Fabian Müller is one of the leading Swiss composers of his generation. His works were premiered by great musicians of our time such as David Zinman, Andris Nelsons, Sir Roger Norrington, Christopher Hogwood, Steven Isserlis, and Dame Evelyn Glennie, and were heard in the prestigious halls of the world including the Carnegie Hall in New York, the Tonhalle Zurich, the KKL Lucerne, St. Petersburg Philharmonic and the Teatro Colón.
He got commissions from the Lucerne Festival, the Interlaken Music Festival, Cully Classique or the Vestfold Festspillene in Norway, and his works were performed at the Festival La Chaise Dieux in France, the Aspen Music Festival in Colorado or at the Festival Internacional de Ushuaia in Argentina.
Numerous CD recordings show his versatile oeuvre with among others, the Philharmonia Orchestra (David Zinman), the Royal Philharmonic Orchestra in London, the Zurich Chamber Orchestra or the Petersen Quartet Berlin (for ARS Produktion, col legno, Capriccio, Sony Classical, etc.).
His opera "EIGER" premiered in the 21/22 season became one of the greatest opera successes in Switzerland in recent years. Critics in the Luzerner Zeitung called it "a Swiss masterpiece". His new children's opera about "Heidi" was successfully premiered in the 23/24 season with over 20 performances.
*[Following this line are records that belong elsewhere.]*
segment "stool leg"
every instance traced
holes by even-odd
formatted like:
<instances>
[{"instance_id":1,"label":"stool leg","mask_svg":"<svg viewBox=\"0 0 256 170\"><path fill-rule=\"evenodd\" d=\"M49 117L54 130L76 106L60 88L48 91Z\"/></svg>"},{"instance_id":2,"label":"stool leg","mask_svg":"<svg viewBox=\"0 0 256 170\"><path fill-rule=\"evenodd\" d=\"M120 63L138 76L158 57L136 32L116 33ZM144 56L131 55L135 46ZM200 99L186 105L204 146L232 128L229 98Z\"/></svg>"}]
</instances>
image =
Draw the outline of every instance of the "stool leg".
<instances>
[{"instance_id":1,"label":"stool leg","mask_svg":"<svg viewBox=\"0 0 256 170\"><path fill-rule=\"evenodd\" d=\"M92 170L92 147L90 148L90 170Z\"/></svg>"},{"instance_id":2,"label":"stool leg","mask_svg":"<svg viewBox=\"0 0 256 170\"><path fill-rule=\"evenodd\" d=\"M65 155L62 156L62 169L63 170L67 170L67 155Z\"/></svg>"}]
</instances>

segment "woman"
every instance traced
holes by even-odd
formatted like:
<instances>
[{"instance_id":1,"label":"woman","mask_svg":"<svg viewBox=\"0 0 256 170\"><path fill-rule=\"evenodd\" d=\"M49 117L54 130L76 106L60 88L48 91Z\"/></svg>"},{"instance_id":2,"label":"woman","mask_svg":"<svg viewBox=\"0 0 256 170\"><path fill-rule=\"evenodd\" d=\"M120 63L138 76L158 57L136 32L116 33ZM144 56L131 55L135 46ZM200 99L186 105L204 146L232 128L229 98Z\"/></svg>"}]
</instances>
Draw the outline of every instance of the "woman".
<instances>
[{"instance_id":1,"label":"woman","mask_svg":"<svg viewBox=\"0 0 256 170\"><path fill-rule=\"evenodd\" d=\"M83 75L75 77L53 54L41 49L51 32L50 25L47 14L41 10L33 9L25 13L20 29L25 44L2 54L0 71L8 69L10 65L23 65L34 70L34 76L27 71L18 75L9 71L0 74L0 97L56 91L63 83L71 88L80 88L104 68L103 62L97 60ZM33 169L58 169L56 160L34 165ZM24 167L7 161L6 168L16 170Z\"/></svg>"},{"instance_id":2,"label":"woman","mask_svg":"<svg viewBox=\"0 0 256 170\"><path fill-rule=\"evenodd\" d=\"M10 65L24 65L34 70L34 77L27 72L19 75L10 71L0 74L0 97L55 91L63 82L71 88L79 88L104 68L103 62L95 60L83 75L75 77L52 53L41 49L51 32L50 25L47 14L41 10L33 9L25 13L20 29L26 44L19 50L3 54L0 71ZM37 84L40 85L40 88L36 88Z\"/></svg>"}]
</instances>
For the OneSong Orchestra's New Years Concert 2023 he composed "Mother Earth”, a symphonic sketch of a taiwanese scenery, inspired by Taiwan’s marvellous nature and landscapes and the paintings of his father in law Tsang-Rong Chien.
Following his cello studies at the Zurich Conservatory with Claude Starck, Fabian Müller studied composition in Zurich and the USA, where in 1996 he won the Jacob Druckman Award for Orchestral Composition. In 2006, he received a cultural award from the Canton of Zurich and, in 2012, the Zollikon Art Prize for his work to date. In 2016 he was winner of a Swiss Music Prize of the Federal Office of Culture.
From 2015-2020 he was a member of the jury at the international composition competition "Tonali" in Hamburg, Germany. In 2024 he is on the jury of the Camerata Zürich youth composition competition.
In addition to his work as a composer, he is interested in folk music. For ten years (1991-2002), he worked on the publication of the Hanny Christen Collection, a ten-volume folk music anthology with over 10,000 tunes from the 19th century.
The latest album Uncommon Concertos, which was nominated for Composer of the Year at Germany's OPUS Klassik Awards in 2024, has also been nominated for Best Contemporary Music Album at the 2025 International Classical Music Awards (ICMA)!